A propos des films en costumes et de votre façon de diriger les acteurs : Vous avez déclaré que, parce que Léa Seydoux est une jeune femme qui vit en jean, vous trouviez intéressante la contrainte de la robe ?
Benoit Jacquot : Oui. Une fois acquise l’idée de faire avec telle ou telle actrice un film en costumes – je dis actrice, parce que la plupart du temps, je travaille surtout avec des actrices – ma démarche consiste à leur faire oublier que le film est en costumes, en quelque sorte. C’est-à-dire à les mettre dans des situations de tournage et d’interprétation telles qu’au moment où elles les jouent, elles n’aient pas le sentiment que ça se passe dans une nuit des temps. Au contraire, il faut qu’elles aient la sensation que ça se passe ici et maintenant, au moment où elles le jouent. C’est évidemment tout un travail avec les mots que je vais leur donner à prononcer, avec les costumes dont je vais les habiller : il faut vraiment que les costumes qu’on leur fait, qu’on leur pense d’abord et qu’ensuite on leur fabrique, soient pour elles comme une partie de ce qu’elles ont dans leur placard. Si vous voulez, mon enjeu c’est que les actrices, pendant la journée de tournage, qui peut durer parfois jusqu’à douze ou treize heures, ne se changent jamais, quelque pause qu’il puisse y avoir, ni pour manger, ni pour boire ni pour se reposer ; qu’elles n’aient même pas l’idée de les déposer pour revenir dans un soi-disant état d’aujourd’hui, pour reprendre ensuite leur déguisement. Justement, ce que je ne veux pas c’est que ce soit des déguisements. Au contraire, il faut que ce soient des costumes qui deviennent les leurs et qu’après tout elles auraient pu porter, comme elles auraient pu être les personnages qu’elles jouent.
Votre cinéma c’est beaucoup un cinéma de femmes, d’héroïnes tourmentées par des sentiments amoureux complexes. Ici ils prennent diverses formes ; on voit qu’il y a une petite attirance pour le gondolier ; il y a la fascination de Sidonie pour la Reine ; il y a cette sorte de passion que ressent la Reine pour Mme de Polignac ; il y a la petite voisine de chambrée qui s’enfuit avec le garde suisse… Le ballet des sentiments est intéressant !

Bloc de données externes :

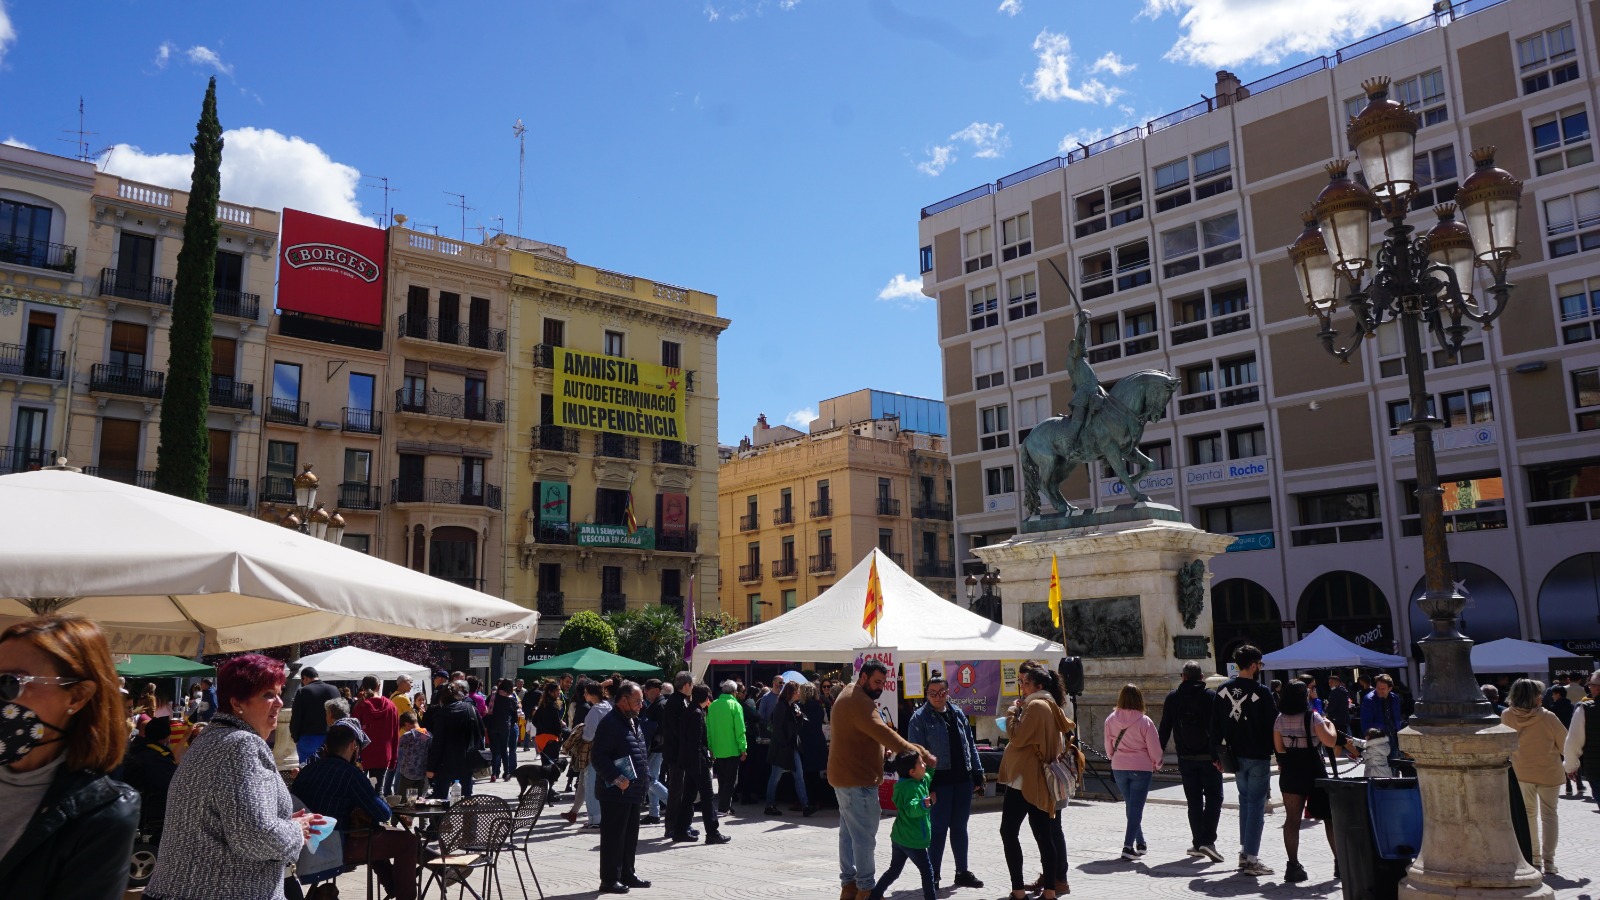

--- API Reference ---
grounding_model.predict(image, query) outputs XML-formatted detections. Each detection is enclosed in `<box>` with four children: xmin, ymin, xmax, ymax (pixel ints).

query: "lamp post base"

Benoit Jacquot : De toute façon ça m’intéresse tout ce bazar érotico-amoureux… Mais disons que cette situation, ce moment où le navire prend l’eau, se fissure et chavire, accélère tout. Ce ne sont pas seulement des états de panique physique, ce sont aussi des états de panique mentale et sentimentale, c’est-à-dire que tout s’accentue, se dynamise, s’électrise. En trois jours, ces gens vivent une vie entière à tous égards.

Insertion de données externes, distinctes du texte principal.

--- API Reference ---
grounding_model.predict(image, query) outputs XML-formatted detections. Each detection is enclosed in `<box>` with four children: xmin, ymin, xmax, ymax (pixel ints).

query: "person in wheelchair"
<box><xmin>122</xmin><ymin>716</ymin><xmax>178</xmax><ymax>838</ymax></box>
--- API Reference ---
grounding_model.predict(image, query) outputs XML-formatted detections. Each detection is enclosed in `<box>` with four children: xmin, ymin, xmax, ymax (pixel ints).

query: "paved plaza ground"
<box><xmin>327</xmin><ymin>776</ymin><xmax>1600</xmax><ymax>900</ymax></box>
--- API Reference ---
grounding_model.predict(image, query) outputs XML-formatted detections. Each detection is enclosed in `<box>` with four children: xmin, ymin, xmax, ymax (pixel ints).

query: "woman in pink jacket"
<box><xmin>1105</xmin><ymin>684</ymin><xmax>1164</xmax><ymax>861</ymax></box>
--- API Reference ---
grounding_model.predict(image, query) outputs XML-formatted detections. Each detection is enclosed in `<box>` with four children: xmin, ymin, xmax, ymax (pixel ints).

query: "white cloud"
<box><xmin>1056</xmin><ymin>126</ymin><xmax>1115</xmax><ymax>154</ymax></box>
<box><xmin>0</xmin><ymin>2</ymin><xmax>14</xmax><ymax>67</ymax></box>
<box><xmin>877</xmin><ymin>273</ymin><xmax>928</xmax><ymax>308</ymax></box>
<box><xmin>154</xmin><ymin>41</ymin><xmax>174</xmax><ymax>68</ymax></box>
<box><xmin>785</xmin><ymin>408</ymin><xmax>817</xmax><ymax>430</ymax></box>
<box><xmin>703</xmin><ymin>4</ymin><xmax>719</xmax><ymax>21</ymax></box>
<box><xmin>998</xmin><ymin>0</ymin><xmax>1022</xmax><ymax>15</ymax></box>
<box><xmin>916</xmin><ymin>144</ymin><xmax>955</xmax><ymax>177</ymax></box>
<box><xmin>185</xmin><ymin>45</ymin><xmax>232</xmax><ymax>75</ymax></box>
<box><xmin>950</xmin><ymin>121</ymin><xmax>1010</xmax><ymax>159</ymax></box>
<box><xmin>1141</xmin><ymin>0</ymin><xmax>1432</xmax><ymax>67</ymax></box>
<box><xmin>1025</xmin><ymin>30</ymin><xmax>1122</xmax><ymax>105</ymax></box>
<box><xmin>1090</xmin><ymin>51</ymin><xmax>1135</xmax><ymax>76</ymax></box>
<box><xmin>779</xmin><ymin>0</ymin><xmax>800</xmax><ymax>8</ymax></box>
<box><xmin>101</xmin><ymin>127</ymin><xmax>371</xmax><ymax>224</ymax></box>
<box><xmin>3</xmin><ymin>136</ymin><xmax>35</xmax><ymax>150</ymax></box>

Qu’est-ce qui relie Sidonie Laborde à vos autres héroïnes ? Il y a quand même une…
Benoit Jacquot : …Une continuité ? Ah oui, ça c’est certain. Eh bien disons qu’elle sort d’un âge pour entrer dans un autre, violemment.
Y aura-t-il encore cette continuité dans le prochain film ? Il sera encore historique ?

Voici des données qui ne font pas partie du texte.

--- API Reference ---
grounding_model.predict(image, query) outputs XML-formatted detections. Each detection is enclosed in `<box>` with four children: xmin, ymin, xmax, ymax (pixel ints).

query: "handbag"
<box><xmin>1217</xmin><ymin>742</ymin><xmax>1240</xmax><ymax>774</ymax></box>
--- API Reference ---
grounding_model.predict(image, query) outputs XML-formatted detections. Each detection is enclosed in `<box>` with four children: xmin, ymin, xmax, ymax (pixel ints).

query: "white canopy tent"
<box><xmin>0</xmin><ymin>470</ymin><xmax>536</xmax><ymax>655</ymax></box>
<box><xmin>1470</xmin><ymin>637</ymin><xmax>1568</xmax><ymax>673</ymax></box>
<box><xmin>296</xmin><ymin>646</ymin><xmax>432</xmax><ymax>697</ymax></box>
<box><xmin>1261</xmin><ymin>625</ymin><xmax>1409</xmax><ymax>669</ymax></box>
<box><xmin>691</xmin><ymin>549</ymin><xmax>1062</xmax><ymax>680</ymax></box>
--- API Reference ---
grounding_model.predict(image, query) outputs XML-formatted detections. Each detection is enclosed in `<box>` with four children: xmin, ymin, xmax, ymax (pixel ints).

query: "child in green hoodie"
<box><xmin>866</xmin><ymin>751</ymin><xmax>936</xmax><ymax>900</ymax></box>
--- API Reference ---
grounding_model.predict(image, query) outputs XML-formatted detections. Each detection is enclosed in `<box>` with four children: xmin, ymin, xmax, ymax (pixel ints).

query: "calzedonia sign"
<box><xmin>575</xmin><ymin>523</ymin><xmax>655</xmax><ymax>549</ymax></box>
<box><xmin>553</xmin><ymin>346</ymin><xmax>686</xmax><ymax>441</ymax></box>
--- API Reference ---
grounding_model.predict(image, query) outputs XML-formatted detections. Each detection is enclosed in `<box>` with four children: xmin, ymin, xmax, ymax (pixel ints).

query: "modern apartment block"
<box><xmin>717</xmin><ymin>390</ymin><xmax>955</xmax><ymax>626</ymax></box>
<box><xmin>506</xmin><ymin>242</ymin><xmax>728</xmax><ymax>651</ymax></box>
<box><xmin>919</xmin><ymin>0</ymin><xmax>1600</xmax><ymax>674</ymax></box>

Benoit Jacquot : Eh bien je ne sais pas trop encore, je ne suis pas peintre ou écrivain, je ne prévois pas, on verra bien. Mais là tout de suite, j’aimerais bien faire un film contemporain. Je viens de faire trois films en costumes à la suite. C’est très bien, j’adore ça, mais en même temps je ne voudrais pas devenir un spécialiste de la belle toilette et de l’époque restituée ! C’est peut-être un peu idiot, remarquez, parce que ce film apparemment plaît beaucoup donc si c’est un succès j’ai peut-être intérêt à continuer !
Mais c’est presque trop confortable ; après on se dit qu’on tient une sorte de recette ; on risque d’en arriver à ne même plus être surpris par ce qu’on fait.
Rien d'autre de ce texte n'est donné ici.